Mercifully, in view of the plethora, COMELEC has the power to declare would-be nominees to be "nuisance candidates". COMELEC chairman Bernardo Pardo told the Manila Bulletin that those who are found to be making a mockery of the electoral process and have no capability to wage a credible campaign will be declared nuisance candidates. One does not envy Chairman Pardo having to decide who is a nuisance and who is not -- the only certainty is that COMELEC will almost certainly be faced with numerous writs in the law courts, filed by those who resent being called a nuisance.

But even if the field were limited to the nine or ten candidate politicians who are normally dubbed "political heavyweights" it would still be a far cry from the pre-martial law contests. Factionalism, and the inflated egos which go with it, is clearly in the ascendant. The so-called "political parties" have lost all ability to reconcile differences within the political elite.

Instead they exemplify and accentuate them. Thus Fidel Ramos himself -- not the "party" members -- chose the candidate to stand for president on behalf of his faction, House Speaker Jose De Venecia. But former Defense Secretary and close Ramos colleague, Renato De Villa, who had been stomping around the archipelago letting people know he was running for at least eight months, could not accept Ramos' choice.

So he first signed a compact of cooperation with Manila Mayor Alfredo Lim. A De Villa-Lim ticket would have been a potentially powerful team -- but they, in turn, could not agree on who should be the presidential candidate, heading the ticket. The result is that De Villa is running for president representing his faction, while Lim runs on behalf of his, named the "Liberal Party" but shorn of the old, broader Liberal Party substance.

Since the politicians cannot compose their differences, the system could be devised to let the voters do the reconciling -- through the device of run-off elections. The trouble would be that there are so many candidates, several run-offs would be required, making electing a president in the Philippines an excessively expensive business.

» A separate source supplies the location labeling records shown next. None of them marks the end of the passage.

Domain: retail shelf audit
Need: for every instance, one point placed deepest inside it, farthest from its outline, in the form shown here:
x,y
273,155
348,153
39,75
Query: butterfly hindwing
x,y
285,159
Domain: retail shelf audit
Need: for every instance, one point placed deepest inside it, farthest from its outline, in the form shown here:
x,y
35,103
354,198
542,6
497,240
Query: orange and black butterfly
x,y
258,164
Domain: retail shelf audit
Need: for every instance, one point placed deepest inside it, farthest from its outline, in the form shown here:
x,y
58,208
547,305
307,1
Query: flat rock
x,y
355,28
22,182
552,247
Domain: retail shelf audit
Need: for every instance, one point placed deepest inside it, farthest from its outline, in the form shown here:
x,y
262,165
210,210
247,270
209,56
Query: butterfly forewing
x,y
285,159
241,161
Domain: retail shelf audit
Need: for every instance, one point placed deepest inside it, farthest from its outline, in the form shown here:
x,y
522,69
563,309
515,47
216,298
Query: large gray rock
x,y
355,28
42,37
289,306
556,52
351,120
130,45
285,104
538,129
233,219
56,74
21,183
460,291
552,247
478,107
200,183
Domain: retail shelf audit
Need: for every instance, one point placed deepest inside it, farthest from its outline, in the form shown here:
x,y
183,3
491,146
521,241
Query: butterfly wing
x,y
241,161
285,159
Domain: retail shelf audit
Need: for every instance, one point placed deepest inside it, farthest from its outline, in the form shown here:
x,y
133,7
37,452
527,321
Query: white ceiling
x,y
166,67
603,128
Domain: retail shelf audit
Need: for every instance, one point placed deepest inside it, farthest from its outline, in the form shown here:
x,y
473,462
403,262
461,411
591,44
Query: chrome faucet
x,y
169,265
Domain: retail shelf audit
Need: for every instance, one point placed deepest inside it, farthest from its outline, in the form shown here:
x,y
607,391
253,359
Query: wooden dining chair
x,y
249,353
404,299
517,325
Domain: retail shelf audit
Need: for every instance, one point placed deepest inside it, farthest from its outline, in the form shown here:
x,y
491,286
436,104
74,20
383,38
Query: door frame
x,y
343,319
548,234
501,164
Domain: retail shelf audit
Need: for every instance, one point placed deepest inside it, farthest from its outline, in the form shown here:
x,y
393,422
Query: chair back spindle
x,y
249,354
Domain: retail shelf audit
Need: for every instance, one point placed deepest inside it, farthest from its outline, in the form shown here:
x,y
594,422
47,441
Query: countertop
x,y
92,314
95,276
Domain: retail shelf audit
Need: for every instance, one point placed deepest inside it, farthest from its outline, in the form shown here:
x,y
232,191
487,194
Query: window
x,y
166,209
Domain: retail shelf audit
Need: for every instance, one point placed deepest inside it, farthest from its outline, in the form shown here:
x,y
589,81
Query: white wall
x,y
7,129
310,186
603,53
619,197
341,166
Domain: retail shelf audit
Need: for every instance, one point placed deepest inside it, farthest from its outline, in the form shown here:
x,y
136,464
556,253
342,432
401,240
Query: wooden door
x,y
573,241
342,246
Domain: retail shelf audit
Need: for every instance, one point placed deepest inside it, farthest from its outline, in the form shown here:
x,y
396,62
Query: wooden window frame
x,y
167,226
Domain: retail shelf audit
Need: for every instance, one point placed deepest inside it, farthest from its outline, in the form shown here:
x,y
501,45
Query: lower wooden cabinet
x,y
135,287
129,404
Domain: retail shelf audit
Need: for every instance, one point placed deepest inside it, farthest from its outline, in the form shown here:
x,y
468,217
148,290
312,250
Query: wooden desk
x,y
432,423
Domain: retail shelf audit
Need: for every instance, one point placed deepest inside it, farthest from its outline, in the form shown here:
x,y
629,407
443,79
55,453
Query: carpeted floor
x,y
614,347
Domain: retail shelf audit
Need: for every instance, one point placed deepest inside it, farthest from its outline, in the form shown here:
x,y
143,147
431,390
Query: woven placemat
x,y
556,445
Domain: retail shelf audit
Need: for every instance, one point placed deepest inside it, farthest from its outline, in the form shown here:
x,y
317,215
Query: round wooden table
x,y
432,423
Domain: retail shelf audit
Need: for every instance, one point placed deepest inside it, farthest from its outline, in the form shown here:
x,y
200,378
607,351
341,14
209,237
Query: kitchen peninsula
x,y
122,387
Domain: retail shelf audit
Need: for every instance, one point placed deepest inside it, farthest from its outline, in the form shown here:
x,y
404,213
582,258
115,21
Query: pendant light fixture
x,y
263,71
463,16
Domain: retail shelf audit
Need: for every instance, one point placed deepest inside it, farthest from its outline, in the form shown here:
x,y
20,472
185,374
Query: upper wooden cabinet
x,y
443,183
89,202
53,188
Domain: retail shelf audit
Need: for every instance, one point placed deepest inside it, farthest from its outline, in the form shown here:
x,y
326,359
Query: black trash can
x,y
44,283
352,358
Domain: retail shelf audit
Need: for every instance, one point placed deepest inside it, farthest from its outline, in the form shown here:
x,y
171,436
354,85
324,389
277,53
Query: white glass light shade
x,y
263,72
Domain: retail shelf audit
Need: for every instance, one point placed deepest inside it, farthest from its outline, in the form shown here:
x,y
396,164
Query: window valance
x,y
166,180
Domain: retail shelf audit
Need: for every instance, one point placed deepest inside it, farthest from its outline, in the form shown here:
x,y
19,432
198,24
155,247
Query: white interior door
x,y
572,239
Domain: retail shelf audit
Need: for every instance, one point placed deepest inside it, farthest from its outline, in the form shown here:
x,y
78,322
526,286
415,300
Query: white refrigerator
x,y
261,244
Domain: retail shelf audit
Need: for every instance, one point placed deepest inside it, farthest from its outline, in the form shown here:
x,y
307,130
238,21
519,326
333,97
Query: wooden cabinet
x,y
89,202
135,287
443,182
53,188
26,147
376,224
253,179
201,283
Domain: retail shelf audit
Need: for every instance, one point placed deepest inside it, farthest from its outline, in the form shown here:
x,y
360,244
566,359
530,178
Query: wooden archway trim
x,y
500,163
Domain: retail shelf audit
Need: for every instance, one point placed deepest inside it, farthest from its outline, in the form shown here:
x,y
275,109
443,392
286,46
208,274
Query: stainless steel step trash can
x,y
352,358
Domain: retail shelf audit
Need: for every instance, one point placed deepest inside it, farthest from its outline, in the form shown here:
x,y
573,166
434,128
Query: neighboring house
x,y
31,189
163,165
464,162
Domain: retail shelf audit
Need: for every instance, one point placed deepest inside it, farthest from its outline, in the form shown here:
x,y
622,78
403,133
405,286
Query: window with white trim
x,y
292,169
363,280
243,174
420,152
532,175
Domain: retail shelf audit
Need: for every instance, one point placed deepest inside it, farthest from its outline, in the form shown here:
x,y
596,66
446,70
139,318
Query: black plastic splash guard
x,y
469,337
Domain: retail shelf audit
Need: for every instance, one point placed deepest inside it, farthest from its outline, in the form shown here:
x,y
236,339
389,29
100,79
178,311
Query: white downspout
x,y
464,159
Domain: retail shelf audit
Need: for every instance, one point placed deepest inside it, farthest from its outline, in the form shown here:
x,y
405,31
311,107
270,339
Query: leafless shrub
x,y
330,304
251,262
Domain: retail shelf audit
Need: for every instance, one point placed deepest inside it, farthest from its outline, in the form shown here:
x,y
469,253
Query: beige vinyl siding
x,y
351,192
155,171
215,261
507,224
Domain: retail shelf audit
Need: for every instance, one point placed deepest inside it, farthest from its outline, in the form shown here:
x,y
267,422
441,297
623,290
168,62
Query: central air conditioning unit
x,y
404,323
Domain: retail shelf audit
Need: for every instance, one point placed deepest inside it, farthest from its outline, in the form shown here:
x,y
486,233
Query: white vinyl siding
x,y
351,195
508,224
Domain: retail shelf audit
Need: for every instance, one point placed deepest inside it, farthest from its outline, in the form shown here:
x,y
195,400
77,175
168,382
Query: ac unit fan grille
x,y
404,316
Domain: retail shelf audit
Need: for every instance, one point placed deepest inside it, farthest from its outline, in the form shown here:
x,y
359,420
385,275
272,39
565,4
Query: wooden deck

So the problem remains that the sheer number of candidates is self-fulfilling: precisely because there are so many candidates dividing the vote, it becomes possible to dream that a relatively small percentage of the vote will enable a factional ticket of two well-known personalities to win.

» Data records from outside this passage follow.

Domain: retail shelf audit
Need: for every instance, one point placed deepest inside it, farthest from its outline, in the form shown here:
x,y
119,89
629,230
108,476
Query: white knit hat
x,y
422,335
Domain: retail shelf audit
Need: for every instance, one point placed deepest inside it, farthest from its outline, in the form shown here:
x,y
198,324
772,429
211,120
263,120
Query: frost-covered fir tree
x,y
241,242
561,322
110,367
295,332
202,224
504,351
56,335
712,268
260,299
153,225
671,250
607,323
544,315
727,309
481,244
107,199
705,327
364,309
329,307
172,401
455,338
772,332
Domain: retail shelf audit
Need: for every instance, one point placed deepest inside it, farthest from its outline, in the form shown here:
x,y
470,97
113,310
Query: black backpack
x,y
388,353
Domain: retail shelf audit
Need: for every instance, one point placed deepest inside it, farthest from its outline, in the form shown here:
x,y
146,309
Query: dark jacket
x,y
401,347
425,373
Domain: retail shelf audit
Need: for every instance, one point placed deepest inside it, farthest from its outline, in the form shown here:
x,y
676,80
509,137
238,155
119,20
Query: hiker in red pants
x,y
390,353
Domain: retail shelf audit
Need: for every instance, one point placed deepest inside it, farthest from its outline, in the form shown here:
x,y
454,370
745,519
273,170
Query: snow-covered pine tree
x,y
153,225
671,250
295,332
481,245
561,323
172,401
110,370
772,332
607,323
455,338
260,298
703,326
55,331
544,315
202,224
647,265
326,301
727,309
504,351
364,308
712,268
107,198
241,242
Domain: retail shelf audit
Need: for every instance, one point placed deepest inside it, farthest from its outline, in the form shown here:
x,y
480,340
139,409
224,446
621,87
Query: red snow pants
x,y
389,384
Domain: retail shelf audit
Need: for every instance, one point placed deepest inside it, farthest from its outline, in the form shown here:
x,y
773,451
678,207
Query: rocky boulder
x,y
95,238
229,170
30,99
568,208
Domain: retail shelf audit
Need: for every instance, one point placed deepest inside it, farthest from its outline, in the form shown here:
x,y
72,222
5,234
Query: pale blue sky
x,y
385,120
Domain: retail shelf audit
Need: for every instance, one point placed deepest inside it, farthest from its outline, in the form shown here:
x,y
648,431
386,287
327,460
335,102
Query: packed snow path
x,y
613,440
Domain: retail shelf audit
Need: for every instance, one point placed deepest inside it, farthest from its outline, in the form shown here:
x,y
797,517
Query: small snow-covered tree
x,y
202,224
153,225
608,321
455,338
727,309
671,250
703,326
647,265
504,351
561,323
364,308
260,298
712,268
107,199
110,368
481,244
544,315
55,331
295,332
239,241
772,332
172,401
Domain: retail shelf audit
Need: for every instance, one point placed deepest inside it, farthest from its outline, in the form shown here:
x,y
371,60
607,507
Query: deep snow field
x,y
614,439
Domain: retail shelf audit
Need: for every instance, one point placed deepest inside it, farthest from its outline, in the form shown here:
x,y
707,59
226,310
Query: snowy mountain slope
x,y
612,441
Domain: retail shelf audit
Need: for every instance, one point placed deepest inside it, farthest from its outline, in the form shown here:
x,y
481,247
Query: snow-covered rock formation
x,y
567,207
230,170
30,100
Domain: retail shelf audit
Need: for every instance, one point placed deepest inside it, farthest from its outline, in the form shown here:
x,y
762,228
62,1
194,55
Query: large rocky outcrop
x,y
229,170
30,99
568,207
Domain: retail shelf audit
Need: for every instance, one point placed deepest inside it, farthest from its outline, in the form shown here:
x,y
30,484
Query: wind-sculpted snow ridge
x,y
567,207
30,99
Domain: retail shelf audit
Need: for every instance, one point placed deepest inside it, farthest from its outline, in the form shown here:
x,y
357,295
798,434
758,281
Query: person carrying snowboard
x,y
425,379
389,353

Thus it is extremely unlikely that Mrs. Imelda Marcos will win. If her appeal against conviction for corruption is rejected by the Supreme Court before the election, then she will be disqualified and start serving her 12-year prison sentence. Last time, in 1992, Mrs. Marcos managed to garner around two million votes, which left her way behind Ramos. The same two million votes will be more valuable amidst 83 or 66 or even nine candidates. Mrs. Marcos may well be waiting for an offer which includes a future presidential pardon.

Thus, too, the crush of candidates makes it possible for feisty Senator Miriam Defensor-Santiago to hope that she can repeat her 1992 performance when she ran Ramos very close -- and indeed may only have lost as a result of some fast post-election footwork among the ballot boxes, a sport at which Filipinos are almost certainly the world champions. Immediately, Mrs. Santiago's main worry is to bring a writ against two other candidates. They are a nuisance to her because they are also named Santiago.

Mrs. Defensor-Santiago has teamed up with former journalist Senator Francisco Tatad as her vice-president. Tatad assures the electorate that the Santiago-Tatad team means they need not vote for NOTA. But a vote for NOTA -- None Of The Above -- is precisely what the influential Catholics Bishops Conference of the Philippines recently recommended at the start of the campaign. Amidst the surfeit of egos and candidates, the Bishops found that none as yet met their criteria for competence, personal integrity and moral uprightness, and commitment to the common good.

Window: Thus Fidel Ramos himself -- not the "party" members -- chose the candidate to stand for president on behalf of his faction, House Speaker Jose De Venecia.